ただ、その境界が、ときに絵の好みほど些細な基準からでも生まれてしまうこと、そして身内への愛着と外部への警戒が、同じ根から伸びていることを知っておくことはできます。境界の外にいる人と実際に顔を合わせる機会は、その境界を、少しだけやわらかくしてくれるのかもしれません。
こうして「私たち」という単位を作り、時に「あの人たち」を遠ざけてきた人間は、やがて、顔も名前も知らない見知らぬ人たちを含む、はるかに大きな社会を築いていくことになります。
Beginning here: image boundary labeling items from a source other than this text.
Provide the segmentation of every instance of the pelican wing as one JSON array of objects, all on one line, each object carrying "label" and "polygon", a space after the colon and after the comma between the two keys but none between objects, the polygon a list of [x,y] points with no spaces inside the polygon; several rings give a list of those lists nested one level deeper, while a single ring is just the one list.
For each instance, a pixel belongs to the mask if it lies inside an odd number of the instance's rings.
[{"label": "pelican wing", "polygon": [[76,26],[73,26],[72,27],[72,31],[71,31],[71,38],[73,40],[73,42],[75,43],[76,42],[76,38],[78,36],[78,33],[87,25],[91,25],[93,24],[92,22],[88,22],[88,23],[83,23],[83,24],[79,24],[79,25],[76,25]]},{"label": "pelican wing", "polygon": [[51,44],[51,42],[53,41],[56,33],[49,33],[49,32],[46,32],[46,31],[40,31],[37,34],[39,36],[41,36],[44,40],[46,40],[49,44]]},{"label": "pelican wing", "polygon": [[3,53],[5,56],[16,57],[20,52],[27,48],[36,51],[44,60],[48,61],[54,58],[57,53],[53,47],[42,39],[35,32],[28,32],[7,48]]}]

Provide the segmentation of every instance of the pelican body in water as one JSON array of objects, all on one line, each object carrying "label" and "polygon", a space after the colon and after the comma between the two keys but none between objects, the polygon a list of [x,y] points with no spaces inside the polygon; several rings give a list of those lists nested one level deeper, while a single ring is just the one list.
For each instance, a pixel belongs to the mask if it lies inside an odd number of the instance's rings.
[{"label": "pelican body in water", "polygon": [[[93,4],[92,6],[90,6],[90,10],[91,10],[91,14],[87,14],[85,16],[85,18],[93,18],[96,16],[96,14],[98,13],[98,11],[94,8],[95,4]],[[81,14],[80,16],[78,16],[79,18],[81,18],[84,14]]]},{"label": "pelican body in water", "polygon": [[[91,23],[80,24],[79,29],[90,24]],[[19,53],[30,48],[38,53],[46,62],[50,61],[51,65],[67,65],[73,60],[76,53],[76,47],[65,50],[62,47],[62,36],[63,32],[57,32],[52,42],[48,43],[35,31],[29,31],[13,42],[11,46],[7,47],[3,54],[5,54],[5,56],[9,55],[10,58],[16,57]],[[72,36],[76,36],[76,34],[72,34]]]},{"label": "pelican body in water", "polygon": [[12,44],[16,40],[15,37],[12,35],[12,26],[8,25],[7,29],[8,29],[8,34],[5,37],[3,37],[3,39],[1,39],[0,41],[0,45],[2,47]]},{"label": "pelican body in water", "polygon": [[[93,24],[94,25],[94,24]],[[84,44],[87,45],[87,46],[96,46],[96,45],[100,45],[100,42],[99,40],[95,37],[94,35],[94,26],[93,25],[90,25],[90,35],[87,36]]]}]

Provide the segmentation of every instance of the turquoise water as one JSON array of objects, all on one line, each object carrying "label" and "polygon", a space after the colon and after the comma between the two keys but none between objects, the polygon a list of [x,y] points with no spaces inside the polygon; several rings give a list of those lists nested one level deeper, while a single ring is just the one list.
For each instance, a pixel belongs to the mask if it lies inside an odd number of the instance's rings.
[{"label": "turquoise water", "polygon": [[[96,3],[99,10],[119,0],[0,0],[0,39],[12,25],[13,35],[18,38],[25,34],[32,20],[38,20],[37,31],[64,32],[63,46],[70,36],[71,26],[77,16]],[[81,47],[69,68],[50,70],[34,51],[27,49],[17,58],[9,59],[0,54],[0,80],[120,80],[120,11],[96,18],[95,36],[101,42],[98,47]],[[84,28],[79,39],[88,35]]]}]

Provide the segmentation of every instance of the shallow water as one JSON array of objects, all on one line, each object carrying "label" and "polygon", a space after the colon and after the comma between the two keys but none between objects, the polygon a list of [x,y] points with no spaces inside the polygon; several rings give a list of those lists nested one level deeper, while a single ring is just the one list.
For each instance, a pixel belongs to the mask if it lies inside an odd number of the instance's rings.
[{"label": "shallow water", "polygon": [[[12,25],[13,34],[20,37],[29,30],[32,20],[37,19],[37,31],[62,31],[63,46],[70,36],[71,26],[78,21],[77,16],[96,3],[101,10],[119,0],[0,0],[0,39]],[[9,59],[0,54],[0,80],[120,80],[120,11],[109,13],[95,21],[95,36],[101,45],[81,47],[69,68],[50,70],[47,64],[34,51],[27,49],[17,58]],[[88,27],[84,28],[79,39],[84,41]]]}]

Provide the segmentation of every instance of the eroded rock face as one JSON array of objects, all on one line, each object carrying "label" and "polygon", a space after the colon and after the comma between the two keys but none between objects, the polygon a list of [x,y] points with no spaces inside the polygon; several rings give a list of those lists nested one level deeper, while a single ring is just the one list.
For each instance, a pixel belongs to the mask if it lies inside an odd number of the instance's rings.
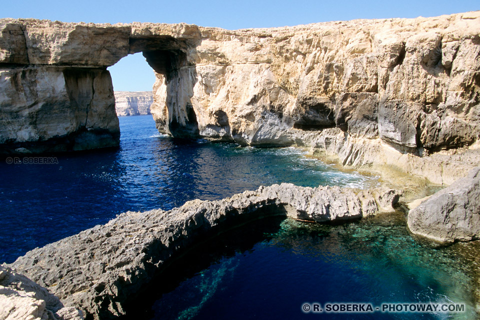
[{"label": "eroded rock face", "polygon": [[389,189],[262,186],[218,201],[194,200],[170,211],[128,212],[36,248],[10,265],[96,319],[124,314],[162,264],[207,234],[240,222],[286,216],[316,222],[347,220],[392,210]]},{"label": "eroded rock face", "polygon": [[64,307],[58,298],[24,276],[0,266],[0,319],[83,320],[82,312]]},{"label": "eroded rock face", "polygon": [[117,116],[151,114],[150,106],[154,102],[154,95],[151,91],[116,91],[114,94]]},{"label": "eroded rock face", "polygon": [[[106,68],[140,52],[156,72],[157,128],[176,136],[312,146],[318,139],[303,138],[333,133],[336,140],[338,128],[344,145],[332,150],[368,150],[342,162],[388,166],[412,155],[422,168],[416,172],[433,172],[440,183],[464,172],[444,178],[431,164],[448,160],[427,156],[464,153],[480,136],[479,12],[235,31],[2,19],[0,30],[2,153],[62,139],[70,146],[54,150],[118,144]],[[75,72],[78,84],[65,78]],[[81,96],[70,94],[74,84],[85,88]],[[90,96],[90,86],[102,95]],[[50,114],[49,126],[44,114]],[[92,124],[82,124],[87,118]],[[84,132],[110,142],[77,144]]]},{"label": "eroded rock face", "polygon": [[410,210],[408,225],[440,242],[480,239],[480,167]]}]

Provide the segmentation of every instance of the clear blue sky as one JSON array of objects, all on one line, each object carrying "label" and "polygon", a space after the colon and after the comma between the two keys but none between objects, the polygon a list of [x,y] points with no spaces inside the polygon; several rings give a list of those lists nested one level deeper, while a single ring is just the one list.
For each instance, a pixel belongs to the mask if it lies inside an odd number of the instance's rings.
[{"label": "clear blue sky", "polygon": [[[480,1],[5,0],[0,8],[0,18],[112,24],[185,22],[234,30],[358,18],[434,16],[479,10]],[[126,57],[108,70],[115,90],[152,90],[154,76],[141,54]]]}]

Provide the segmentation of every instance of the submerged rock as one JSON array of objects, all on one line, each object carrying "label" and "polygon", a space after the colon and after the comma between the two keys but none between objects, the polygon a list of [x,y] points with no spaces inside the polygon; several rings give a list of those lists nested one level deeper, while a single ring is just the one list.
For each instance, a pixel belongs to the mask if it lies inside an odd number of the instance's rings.
[{"label": "submerged rock", "polygon": [[480,167],[410,210],[408,225],[440,242],[480,239]]},{"label": "submerged rock", "polygon": [[208,235],[274,216],[312,222],[358,219],[392,210],[389,189],[318,188],[282,184],[170,211],[128,212],[18,258],[10,266],[96,319],[124,313],[125,303],[160,266]]}]

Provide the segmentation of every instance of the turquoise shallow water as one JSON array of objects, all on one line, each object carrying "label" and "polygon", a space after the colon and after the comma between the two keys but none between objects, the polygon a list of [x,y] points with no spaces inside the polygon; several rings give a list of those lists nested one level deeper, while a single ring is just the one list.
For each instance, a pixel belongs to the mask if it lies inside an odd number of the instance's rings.
[{"label": "turquoise shallow water", "polygon": [[[215,256],[180,280],[140,308],[141,318],[476,318],[472,262],[455,246],[414,239],[404,221],[400,212],[337,226],[284,220],[251,246]],[[250,228],[232,236],[252,236]],[[461,303],[465,312],[306,314],[306,302]],[[140,312],[134,313],[136,318]]]},{"label": "turquoise shallow water", "polygon": [[[376,184],[375,177],[339,172],[293,148],[174,139],[159,134],[150,116],[120,118],[120,124],[119,150],[58,156],[56,164],[0,164],[0,262],[128,210],[168,210],[282,182]],[[336,226],[268,220],[193,251],[196,256],[188,254],[152,282],[129,310],[130,318],[371,318],[306,314],[300,308],[306,302],[430,301],[464,303],[466,311],[374,316],[476,316],[472,276],[478,251],[414,238],[401,212]]]}]

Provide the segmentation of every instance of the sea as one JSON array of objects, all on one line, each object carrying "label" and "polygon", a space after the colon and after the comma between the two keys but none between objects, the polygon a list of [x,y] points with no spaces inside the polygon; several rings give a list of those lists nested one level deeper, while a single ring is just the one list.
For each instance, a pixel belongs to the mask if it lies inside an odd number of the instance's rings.
[{"label": "sea", "polygon": [[[2,160],[0,263],[128,210],[167,210],[282,182],[379,185],[378,177],[340,171],[298,148],[172,138],[158,133],[151,116],[120,121],[118,149]],[[162,270],[124,318],[475,318],[476,248],[415,237],[406,214],[400,208],[340,224],[272,218],[239,226]],[[382,312],[402,304],[464,310]],[[373,310],[341,312],[348,304]]]}]

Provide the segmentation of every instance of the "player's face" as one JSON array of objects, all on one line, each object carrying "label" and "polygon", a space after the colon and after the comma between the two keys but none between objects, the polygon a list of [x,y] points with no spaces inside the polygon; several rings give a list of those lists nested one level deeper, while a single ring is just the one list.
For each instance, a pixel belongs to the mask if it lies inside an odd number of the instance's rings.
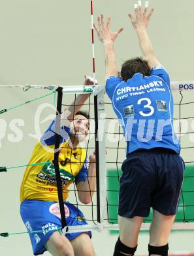
[{"label": "player's face", "polygon": [[74,121],[71,125],[71,133],[78,139],[79,141],[84,141],[88,135],[89,123],[88,119],[84,116],[76,115]]}]

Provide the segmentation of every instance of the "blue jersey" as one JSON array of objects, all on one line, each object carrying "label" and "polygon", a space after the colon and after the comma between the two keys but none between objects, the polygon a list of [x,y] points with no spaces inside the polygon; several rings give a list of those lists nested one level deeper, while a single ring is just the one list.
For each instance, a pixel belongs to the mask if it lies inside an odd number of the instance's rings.
[{"label": "blue jersey", "polygon": [[170,79],[164,68],[153,68],[149,76],[137,73],[127,82],[110,76],[106,91],[123,127],[127,154],[158,147],[180,153],[180,143],[173,128]]}]

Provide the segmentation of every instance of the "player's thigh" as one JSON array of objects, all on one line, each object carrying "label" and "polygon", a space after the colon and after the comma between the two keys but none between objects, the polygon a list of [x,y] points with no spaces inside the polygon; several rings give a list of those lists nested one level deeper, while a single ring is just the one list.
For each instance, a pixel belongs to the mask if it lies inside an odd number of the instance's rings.
[{"label": "player's thigh", "polygon": [[46,244],[48,251],[53,255],[74,256],[71,242],[63,235],[54,232]]},{"label": "player's thigh", "polygon": [[91,240],[87,233],[82,233],[71,240],[75,256],[95,256]]},{"label": "player's thigh", "polygon": [[175,215],[164,215],[153,210],[153,219],[150,228],[150,244],[162,246],[168,243]]},{"label": "player's thigh", "polygon": [[125,245],[134,247],[137,244],[138,235],[144,217],[135,216],[133,218],[126,218],[118,216],[120,238]]}]

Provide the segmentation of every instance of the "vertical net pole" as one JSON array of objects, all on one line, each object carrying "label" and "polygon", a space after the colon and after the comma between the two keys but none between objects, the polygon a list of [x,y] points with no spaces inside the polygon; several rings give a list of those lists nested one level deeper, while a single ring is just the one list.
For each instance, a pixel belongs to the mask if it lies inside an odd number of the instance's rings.
[{"label": "vertical net pole", "polygon": [[106,207],[106,153],[105,142],[104,90],[94,96],[95,134],[97,168],[97,222],[101,224]]},{"label": "vertical net pole", "polygon": [[62,106],[62,99],[63,99],[63,88],[58,87],[56,89],[56,91],[58,93],[58,95],[57,95],[56,121],[56,141],[55,141],[54,165],[55,172],[56,175],[59,204],[60,213],[61,213],[61,227],[62,228],[64,228],[64,227],[67,226],[67,223],[65,219],[65,213],[64,203],[63,203],[63,198],[62,182],[61,182],[60,170],[59,167],[59,149],[60,145],[61,114],[61,106]]}]

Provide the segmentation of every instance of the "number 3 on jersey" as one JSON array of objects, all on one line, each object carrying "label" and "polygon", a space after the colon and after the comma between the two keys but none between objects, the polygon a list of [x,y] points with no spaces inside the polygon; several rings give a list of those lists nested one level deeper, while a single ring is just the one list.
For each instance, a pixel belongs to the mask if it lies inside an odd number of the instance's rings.
[{"label": "number 3 on jersey", "polygon": [[144,105],[144,108],[150,108],[150,112],[149,113],[144,113],[143,111],[140,111],[139,114],[142,116],[150,116],[153,115],[154,113],[154,108],[152,106],[151,106],[152,102],[150,99],[149,98],[140,98],[137,102],[137,104],[140,105],[142,101],[146,101],[146,104]]}]

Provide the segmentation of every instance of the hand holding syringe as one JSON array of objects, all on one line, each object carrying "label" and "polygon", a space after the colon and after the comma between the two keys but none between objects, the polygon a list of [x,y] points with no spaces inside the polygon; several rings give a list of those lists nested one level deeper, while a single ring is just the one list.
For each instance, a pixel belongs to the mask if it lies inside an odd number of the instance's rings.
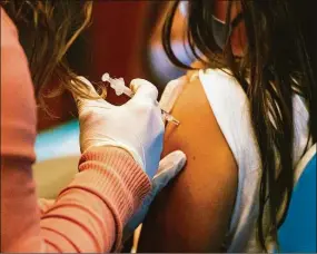
[{"label": "hand holding syringe", "polygon": [[[109,82],[110,87],[112,89],[115,89],[117,96],[120,96],[122,94],[125,94],[126,96],[128,96],[130,98],[133,96],[132,90],[130,88],[126,87],[123,78],[118,78],[118,79],[117,78],[111,78],[109,76],[109,74],[103,74],[102,77],[101,77],[101,80],[103,82],[106,82],[106,81]],[[177,126],[179,125],[179,120],[175,119],[174,116],[171,116],[170,114],[168,114],[164,109],[161,109],[161,111],[162,111],[164,118],[167,121],[174,123]]]}]

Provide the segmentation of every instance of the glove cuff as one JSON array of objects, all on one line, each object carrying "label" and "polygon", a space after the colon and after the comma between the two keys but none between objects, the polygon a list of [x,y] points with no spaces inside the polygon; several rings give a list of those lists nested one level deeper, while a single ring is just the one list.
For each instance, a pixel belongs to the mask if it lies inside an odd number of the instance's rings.
[{"label": "glove cuff", "polygon": [[132,156],[118,147],[89,149],[80,158],[79,170],[82,174],[69,187],[85,187],[107,204],[116,222],[113,250],[119,250],[123,226],[150,192],[150,179]]}]

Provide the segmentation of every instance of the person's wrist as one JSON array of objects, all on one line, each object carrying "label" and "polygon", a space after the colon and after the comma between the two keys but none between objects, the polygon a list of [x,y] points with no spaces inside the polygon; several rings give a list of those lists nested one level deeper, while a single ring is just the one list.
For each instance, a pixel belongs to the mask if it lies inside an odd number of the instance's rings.
[{"label": "person's wrist", "polygon": [[95,165],[106,165],[101,168],[115,172],[127,185],[128,190],[135,197],[135,205],[137,206],[150,192],[150,178],[125,148],[109,145],[93,146],[81,155],[79,160],[80,172],[93,168],[89,164],[85,164],[87,162]]},{"label": "person's wrist", "polygon": [[141,156],[132,147],[127,146],[126,144],[120,143],[120,141],[105,140],[105,141],[93,143],[93,145],[85,149],[85,153],[89,150],[96,150],[96,148],[98,147],[108,147],[108,148],[112,147],[115,149],[118,148],[118,149],[125,150],[131,156],[132,159],[135,159],[135,162],[142,168],[142,170],[146,172],[145,164],[142,162]]}]

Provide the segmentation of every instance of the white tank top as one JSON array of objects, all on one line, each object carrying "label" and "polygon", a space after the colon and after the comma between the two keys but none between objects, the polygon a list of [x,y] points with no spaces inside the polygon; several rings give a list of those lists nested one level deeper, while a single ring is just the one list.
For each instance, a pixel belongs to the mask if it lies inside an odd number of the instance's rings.
[{"label": "white tank top", "polygon": [[[236,203],[225,243],[227,252],[261,252],[256,241],[261,168],[248,98],[236,79],[222,70],[200,70],[199,79],[239,170]],[[294,96],[294,168],[308,141],[308,117],[301,98]]]}]

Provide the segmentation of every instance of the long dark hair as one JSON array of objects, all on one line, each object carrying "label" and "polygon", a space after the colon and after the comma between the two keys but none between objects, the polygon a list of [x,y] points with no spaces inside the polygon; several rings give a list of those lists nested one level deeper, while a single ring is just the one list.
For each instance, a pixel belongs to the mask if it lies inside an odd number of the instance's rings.
[{"label": "long dark hair", "polygon": [[[294,186],[294,94],[305,99],[310,135],[314,143],[317,139],[317,123],[313,117],[317,116],[316,12],[308,2],[298,0],[228,1],[227,31],[231,7],[237,2],[246,30],[244,56],[234,56],[229,33],[225,49],[217,46],[211,26],[215,0],[188,2],[186,40],[205,66],[228,68],[249,98],[262,168],[258,238],[267,250],[268,234],[278,241],[277,229],[285,219]],[[178,4],[176,1],[167,16],[162,43],[175,65],[190,69],[171,49],[171,27]],[[266,209],[269,211],[268,228],[264,226]]]}]

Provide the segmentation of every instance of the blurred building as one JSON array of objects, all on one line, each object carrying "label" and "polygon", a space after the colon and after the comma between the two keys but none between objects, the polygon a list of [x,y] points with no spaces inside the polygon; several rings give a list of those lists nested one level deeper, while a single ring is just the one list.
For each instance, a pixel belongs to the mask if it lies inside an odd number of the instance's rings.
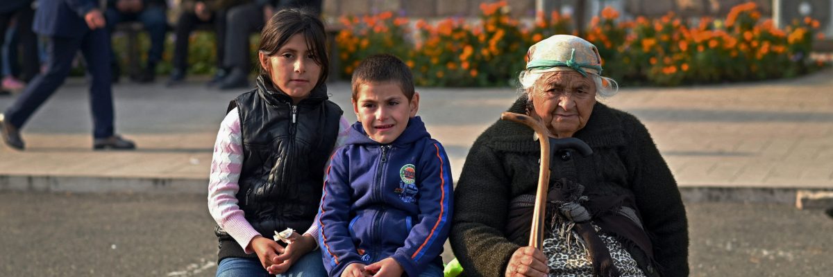
[{"label": "blurred building", "polygon": [[[489,0],[324,0],[328,21],[343,15],[375,14],[385,11],[415,17],[476,17],[480,4]],[[637,16],[658,17],[674,12],[683,17],[726,17],[732,7],[749,0],[509,0],[509,12],[520,18],[531,17],[537,10],[559,11],[571,15],[575,26],[586,26],[606,6],[621,11],[623,18]],[[821,23],[826,40],[833,38],[833,0],[753,0],[761,14],[780,27],[794,19],[811,17]],[[830,51],[833,51],[833,47]]]}]

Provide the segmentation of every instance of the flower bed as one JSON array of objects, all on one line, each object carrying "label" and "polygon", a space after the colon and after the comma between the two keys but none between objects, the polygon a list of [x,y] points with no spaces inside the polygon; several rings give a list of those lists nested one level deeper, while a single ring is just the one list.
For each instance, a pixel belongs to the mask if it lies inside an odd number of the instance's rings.
[{"label": "flower bed", "polygon": [[[390,12],[341,18],[336,38],[342,76],[364,57],[395,54],[412,67],[420,86],[483,87],[513,83],[526,64],[526,49],[560,33],[576,34],[571,20],[539,13],[522,24],[506,2],[481,4],[479,20],[446,18],[428,23]],[[776,28],[761,20],[754,2],[732,8],[725,19],[684,22],[673,13],[623,21],[610,7],[595,17],[582,37],[599,48],[604,75],[624,84],[679,84],[791,77],[823,66],[810,59],[819,22],[811,18]]]}]

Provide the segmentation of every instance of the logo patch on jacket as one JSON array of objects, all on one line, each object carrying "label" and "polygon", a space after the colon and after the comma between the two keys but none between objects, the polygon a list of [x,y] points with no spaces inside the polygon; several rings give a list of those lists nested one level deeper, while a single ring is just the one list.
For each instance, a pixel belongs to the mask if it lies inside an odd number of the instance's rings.
[{"label": "logo patch on jacket", "polygon": [[399,187],[393,191],[399,194],[399,199],[402,202],[413,203],[416,201],[416,167],[414,165],[407,164],[399,169]]}]

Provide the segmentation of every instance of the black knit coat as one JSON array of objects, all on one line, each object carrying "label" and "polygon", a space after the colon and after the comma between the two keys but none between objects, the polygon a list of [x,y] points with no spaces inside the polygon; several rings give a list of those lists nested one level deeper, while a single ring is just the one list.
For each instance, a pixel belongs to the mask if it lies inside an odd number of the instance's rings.
[{"label": "black knit coat", "polygon": [[[509,111],[526,114],[526,103],[522,96]],[[583,185],[590,198],[632,196],[651,239],[656,270],[662,276],[688,275],[686,210],[676,181],[645,126],[631,114],[596,103],[574,137],[586,142],[593,154],[556,155],[551,184],[566,177]],[[450,236],[463,275],[503,276],[512,253],[526,245],[528,234],[516,241],[507,239],[507,212],[515,197],[535,195],[540,152],[531,128],[506,121],[494,123],[474,142],[455,189]],[[623,245],[637,261],[647,260],[633,244]],[[647,265],[641,265],[642,270],[655,275],[655,267]]]}]

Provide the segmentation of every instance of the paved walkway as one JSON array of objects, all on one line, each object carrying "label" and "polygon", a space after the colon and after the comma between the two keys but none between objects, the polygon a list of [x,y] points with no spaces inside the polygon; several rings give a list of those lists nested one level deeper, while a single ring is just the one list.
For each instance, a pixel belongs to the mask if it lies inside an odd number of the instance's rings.
[{"label": "paved walkway", "polygon": [[[349,84],[332,99],[350,111]],[[419,114],[459,176],[471,142],[511,103],[511,88],[418,88]],[[0,190],[205,193],[229,99],[193,82],[115,86],[117,130],[135,151],[92,151],[87,85],[69,80],[30,120],[25,151],[0,146]],[[0,110],[14,96],[0,96]],[[790,202],[833,190],[833,71],[797,79],[623,88],[604,101],[648,127],[688,200]]]}]

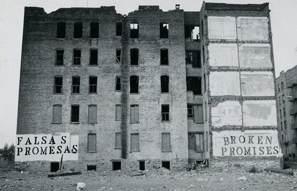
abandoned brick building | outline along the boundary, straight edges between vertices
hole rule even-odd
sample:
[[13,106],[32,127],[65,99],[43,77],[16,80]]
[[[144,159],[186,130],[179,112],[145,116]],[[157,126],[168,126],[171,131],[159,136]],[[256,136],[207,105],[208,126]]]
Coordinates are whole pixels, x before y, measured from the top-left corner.
[[16,163],[279,167],[269,12],[25,7]]

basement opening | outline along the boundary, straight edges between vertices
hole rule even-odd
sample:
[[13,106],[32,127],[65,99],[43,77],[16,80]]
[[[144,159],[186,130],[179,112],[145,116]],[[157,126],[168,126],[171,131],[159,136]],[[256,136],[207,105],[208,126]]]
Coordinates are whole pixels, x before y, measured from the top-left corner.
[[162,161],[162,167],[170,170],[170,161]]
[[112,161],[112,170],[121,170],[121,161]]
[[50,172],[57,172],[59,170],[59,163],[58,162],[50,162]]
[[97,165],[87,165],[87,170],[88,171],[96,171]]

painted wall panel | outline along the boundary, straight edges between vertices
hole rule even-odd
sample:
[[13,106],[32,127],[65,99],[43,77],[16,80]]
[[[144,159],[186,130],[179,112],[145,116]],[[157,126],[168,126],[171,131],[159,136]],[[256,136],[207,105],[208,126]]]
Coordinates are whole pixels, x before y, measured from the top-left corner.
[[207,21],[209,39],[236,39],[235,17],[209,16]]
[[244,96],[274,96],[273,74],[270,71],[243,71],[241,73]]
[[237,44],[210,44],[207,48],[210,65],[238,67]]
[[209,76],[211,96],[240,95],[239,72],[213,71]]
[[237,18],[238,39],[268,40],[268,19],[267,17],[239,17]]
[[237,101],[226,101],[211,107],[211,123],[214,127],[242,125],[242,106]]
[[244,126],[277,126],[275,100],[248,100],[243,103]]
[[78,134],[17,134],[16,161],[77,160]]
[[242,67],[271,67],[270,46],[268,44],[241,44],[239,61]]
[[276,130],[223,130],[212,132],[215,156],[279,156]]

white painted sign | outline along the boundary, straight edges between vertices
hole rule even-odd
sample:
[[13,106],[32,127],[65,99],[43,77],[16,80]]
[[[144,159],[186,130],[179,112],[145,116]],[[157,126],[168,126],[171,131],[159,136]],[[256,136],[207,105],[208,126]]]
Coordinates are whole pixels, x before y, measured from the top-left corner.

次の章では、その大きな飛躍がどうやって起きたのかへ近づいてみたいと思います。
参考文献
-
Tajfel H, Billig MG, Bundy RP, Flament C.
Social categorization and intergroup behaviour.
European Journal of Social Psychology. 1971;1(2):149-178. -
De Dreu CKW, Greer LL, Handgraaf MJ, et al.
The neuropeptide oxytocin regulates parochial altruism in intergroup conflict among humans.
Science. 2010;328(5984):1408-1411. -
Pettigrew TF, Tropp LR.
A meta-analytic test of intergroup contact theory.
Journal of Personality and Social Psychology. 2006;90(5):751-783.
本文では、繰り返し確認されている境界形成の傾向と、参加者が男性に限定されているなど、まだ一般化の範囲が確かめられていない知見とを、同じ確度の事実として扱わないよう区別しています。